Yes. The tracee reports PTRACE_EVENT_EXEC and stops holding that mutex. I hope that the process which hangs (cat or whatever) can be killed? Not sure what can we do, will try to think tomorrow. _Imho_, the real problem is that do_execve() holds this mutex throughout, while it is only needed to make sure PTRACE_ATTACH sees the right creds. Oh. I always disliked ->cred_guard_mutex very much ;)
>I hope that the process which hangs (cat or whatever) can be killed? It doesn't appear to be a hard hang. I've been able to kill stuff off (may have to kill the debugged child first, I'm not sure - my kill-kids scripts just works up the tree from the leaf processes, so that's always the way I do it).
Created attachment 359690 [details] exec: drop ->cred_guard_mutex earlier So. Let me repeat. I do not think 04b836cbf19e885f8366bccb2e4b0474346c02d "mm_for_maps: take ->cred_guard_mutex to fix the race with exec" is buggy.
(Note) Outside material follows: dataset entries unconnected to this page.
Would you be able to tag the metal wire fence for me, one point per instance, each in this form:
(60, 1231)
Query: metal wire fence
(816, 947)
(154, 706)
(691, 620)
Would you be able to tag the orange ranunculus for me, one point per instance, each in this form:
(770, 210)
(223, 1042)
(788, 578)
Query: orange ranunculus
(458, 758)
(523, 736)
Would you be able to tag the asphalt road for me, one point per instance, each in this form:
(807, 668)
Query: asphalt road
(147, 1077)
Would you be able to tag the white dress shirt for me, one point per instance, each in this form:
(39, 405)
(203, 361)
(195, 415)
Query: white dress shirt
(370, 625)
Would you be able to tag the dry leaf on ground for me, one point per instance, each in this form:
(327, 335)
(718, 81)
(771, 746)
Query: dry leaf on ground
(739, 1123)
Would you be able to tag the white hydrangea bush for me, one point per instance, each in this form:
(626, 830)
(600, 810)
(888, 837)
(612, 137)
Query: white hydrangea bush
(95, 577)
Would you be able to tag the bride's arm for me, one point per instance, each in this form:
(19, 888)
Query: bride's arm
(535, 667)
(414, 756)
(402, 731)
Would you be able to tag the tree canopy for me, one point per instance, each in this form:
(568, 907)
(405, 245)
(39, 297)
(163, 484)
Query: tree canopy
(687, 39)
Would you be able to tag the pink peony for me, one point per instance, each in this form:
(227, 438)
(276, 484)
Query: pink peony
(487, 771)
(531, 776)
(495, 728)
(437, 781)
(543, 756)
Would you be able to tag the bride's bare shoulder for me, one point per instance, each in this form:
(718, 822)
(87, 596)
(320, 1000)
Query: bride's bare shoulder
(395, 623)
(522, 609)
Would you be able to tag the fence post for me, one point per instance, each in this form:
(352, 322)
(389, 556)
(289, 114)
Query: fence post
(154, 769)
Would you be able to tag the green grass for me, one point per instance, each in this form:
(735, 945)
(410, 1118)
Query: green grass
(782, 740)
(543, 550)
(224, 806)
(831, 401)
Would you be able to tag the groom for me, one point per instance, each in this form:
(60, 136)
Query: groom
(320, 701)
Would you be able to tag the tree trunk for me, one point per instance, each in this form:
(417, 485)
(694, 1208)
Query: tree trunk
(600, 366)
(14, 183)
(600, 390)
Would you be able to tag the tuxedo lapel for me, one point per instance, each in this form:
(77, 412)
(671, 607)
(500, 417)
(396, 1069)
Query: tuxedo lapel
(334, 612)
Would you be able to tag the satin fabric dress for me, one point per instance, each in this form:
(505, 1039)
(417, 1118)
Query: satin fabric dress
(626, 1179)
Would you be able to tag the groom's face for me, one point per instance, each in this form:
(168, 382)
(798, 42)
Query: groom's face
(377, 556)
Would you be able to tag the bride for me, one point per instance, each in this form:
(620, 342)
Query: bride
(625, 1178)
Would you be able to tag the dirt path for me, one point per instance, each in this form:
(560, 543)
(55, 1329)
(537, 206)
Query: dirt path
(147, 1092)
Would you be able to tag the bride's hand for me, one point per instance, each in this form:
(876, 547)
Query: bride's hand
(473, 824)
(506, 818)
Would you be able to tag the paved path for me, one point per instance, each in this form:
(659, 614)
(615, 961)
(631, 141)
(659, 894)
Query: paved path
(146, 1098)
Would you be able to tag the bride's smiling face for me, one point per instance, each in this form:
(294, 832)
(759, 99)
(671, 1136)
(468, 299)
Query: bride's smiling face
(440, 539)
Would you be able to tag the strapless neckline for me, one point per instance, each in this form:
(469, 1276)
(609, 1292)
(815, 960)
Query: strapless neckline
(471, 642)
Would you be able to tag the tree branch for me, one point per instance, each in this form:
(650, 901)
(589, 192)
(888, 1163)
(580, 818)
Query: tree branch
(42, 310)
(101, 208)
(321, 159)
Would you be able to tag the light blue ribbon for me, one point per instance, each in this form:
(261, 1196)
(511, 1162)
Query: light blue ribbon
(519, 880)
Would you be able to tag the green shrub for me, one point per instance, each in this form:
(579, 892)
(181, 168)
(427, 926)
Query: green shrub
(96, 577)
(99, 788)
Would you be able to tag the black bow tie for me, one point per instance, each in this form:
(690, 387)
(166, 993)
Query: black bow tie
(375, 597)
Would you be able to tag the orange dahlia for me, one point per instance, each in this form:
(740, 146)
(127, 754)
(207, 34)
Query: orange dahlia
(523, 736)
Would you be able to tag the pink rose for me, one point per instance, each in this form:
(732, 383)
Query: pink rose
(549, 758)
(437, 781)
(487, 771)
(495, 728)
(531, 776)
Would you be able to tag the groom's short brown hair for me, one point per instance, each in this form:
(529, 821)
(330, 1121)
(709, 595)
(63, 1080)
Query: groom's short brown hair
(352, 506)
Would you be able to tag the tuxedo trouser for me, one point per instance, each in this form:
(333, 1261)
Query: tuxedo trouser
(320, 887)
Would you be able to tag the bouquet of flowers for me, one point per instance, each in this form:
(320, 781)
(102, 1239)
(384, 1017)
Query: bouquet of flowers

I strongly believe the usage of ->cred_guard_mutex in do_execve() pathes was wrong from the very beginning: a6f76f23d297f70e2a6b3ec607f7aeeea9e37e8d "CRED: Make execve() take advantage of copy-on-write credentials" I think we need something like this patch. And I think it would be great to find the way to kill this mutex in ->task_struct. I have no idea how to test this patch, and I don't really understand the new creds management, but I am going to send this patch to lkml.
fyi, this patch was commited in 2.6.31 tree: exec: do not sleep in TASK_TRACED under ->cred_guard_mutex a2a8474c3fff88d8dd52d05cb450563fb26fd26c
This message is a reminder that Fedora 11 is nearing its end of life. Approximately 30 (thirty) days from now Fedora will stop maintaining and issuing updates for Fedora 11. It is Fedora's policy to close all bug reports from releases that are no longer maintained. At that time this bug will be closed as WONTFIX if it remains open with a Fedora 'version' of '11'. Package Maintainer: If you wish for this bug to remain open because you plan to fix it in a currently maintained version, simply change the 'version' to a later Fedora version prior to Fedora 11's end of life. Bug Reporter: Thank you for reporting this issue and we are sorry that we may not be able to fix it before Fedora 11 is end of life. If you would still like to see this bug fixed and are able to reproduce it against a later version of Fedora please change the 'version' of this bug to the applicable version. If you are unable to change the version, please add a comment here and someone will do it for you. Although we aim to fix as many bugs as possible during every release's lifetime, sometimes those efforts are overtaken by events. Often a more recent Fedora release includes newer upstream software that fixes bugs or makes them obsolete. The process we are following is described here: http://fedoraproject.org/wiki/BugZappers/HouseKeeping
Fedora 11 changed to end-of-life (EOL) status on 2010-06-25. Fedora 11 is no longer maintained, which means that it will not receive any further security or bug fix updates. As a result we are closing this bug. If you can reproduce this bug against a currently maintained version of Fedora please feel free to reopen this bug against that version. Thank you for reporting this bug and we are sorry it could not be fixed.